L’assessore Galli: “Dati da prendere con tutte le cautele del caso in uno degli anni più duri, ma i numeri confermano quello che alcuni, positivi segnali avevano già messo in evidenza”.

TREND POSITIVO. Prima tranche della stagione turistica e primi ‘verdetti’ per la Riviera di Rimini, alla vigilia di un anno che tutte le analisi prospettano come particolarmente difficile causa crisi economica e rarefatta capacità di spesa, specie sul mercato italiano. I dati dell’Ufficio Statistica della Provincia di Rimini, riferiti al movimento clienti negli esercizi ricettivi del territorio (e dunque rilevati sulla base delle auto dichiarazioni dei gestori che inviano giornalmente o mensilmente le informazioni sulla domanda turistica), mettono in evidenza come nei primi tre mesi del 2012 (gennaio/marzo) si siano registrati trend positivi sia per quanto riguarda gli arrivi (+ 3,5%) che le presenze (+ 0,9%) (vedasi tabella e allegato). Il dato negativo di febbraio è, con ogni probabilità, principalmente dovuto alle eccezionali nevicate della prima metà di quel mese, che hanno causato enormi disagi sul nostro territorio.

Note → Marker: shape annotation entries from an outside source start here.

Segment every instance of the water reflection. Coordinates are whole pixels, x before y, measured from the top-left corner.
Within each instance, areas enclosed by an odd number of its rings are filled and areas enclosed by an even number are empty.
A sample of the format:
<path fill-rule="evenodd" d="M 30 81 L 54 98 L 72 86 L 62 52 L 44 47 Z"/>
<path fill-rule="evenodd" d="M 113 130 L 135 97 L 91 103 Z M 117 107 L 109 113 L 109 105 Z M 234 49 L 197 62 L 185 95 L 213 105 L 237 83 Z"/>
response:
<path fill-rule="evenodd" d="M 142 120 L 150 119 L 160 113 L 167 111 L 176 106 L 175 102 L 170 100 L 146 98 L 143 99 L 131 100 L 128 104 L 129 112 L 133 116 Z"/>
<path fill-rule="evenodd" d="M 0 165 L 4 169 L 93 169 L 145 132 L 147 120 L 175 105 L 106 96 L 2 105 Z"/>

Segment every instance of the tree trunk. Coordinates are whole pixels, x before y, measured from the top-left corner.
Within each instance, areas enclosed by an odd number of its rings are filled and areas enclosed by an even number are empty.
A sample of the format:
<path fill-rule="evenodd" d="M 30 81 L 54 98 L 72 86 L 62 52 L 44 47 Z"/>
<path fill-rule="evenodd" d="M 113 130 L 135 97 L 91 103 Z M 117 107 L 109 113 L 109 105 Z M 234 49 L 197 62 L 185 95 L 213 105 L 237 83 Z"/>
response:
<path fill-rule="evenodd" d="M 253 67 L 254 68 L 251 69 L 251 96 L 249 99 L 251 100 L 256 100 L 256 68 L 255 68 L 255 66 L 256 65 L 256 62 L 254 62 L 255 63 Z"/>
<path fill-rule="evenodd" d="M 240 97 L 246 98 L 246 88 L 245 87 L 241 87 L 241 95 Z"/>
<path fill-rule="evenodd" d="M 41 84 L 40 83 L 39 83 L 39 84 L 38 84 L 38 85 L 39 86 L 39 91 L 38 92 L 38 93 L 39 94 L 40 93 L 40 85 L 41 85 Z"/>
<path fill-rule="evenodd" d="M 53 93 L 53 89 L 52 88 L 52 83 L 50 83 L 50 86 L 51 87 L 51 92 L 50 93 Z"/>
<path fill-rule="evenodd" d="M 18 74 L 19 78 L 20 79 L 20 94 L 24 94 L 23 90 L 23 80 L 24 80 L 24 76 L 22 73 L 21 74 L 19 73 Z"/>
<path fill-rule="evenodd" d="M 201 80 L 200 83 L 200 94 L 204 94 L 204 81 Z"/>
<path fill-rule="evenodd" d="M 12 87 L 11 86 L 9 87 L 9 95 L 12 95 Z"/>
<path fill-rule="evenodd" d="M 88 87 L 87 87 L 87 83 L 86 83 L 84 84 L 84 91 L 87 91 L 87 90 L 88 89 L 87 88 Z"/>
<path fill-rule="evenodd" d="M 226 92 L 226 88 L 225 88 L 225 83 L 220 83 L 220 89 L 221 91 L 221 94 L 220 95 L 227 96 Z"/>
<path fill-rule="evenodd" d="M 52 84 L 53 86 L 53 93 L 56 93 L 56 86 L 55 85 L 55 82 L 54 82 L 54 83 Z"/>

Arrivi italiani Arrivi esteri Arrivi totali Notti trascorse italiani Notti trascorse esteri Notti trascorse totali
GENNAIO + 8,4% + 4,4% + 7,4% -0,8% + 3,9% + 0,7%
FEBBRAIO -15,6% -7,5% -14% -9,1% + 3,4% -5%
MARZO + 12,4% + 8% + 11,5% + 8,1% -0,9% + 5,2%
TOTALE + 3,7% + 3% + 3,5% + 0,5% + 1,9% + 0,9%

Il primo bilancio turistico dei mesi invernali, banco di prova per la cosiddetta ‘destagionalizzazione’, mette in luce ancora una volta la crescita del segmento russo: + 8,7% rispetto al 2011 delle notti trascorse in riviera per una cifra di 89.616 presenze, superiori alle notti trascorse da lombardi (78.466) e emiliano romagnoli (76.036), i due principali bacini interni. Bene anche le presenze dalla Germania (+ 8,1%) e dalla Svizzera (+ 20,4%), meno bene dal Regno Unito (-3,6%) e Svezia (- 3,5%).

Per quanto riguarda i territori, da segnalare la performance oltre la media dell’entroterra riminese: + 5,6% di arrivi e + 14,9% di presenze, con un ottimo + 32,5% del segmento estero.

“Sono dati da maneggiare con molta cautela- dichiara l’Assessore provinciale al Turismo, Fabio Galli- vista la loro parzialità temporale, ma allo stesso tempo confermano alcuni segnali empirici che si erano già registrati nel periodo inverno e inizio primavera. Il dato dei russi, con il sorpasso degli italiani sebbene ‘trimestrale’, è per certi versi storico, a conferma di quale sia il peso di quel mercato sulla Riviera di Rimini. Molto bene, nonostante un mese di febbraio da tregenda, i numeri in crescita del mercato interno, ovviamente dovuti alla manifestazioni fieristiche e congressuali. Il prossimo step a fine primavera sarà ancora più indicativo circa l’andamento di una stagione turistica, nel bel mezzo della crisi: per ora tiriamo un bel sospiro di sollievo”.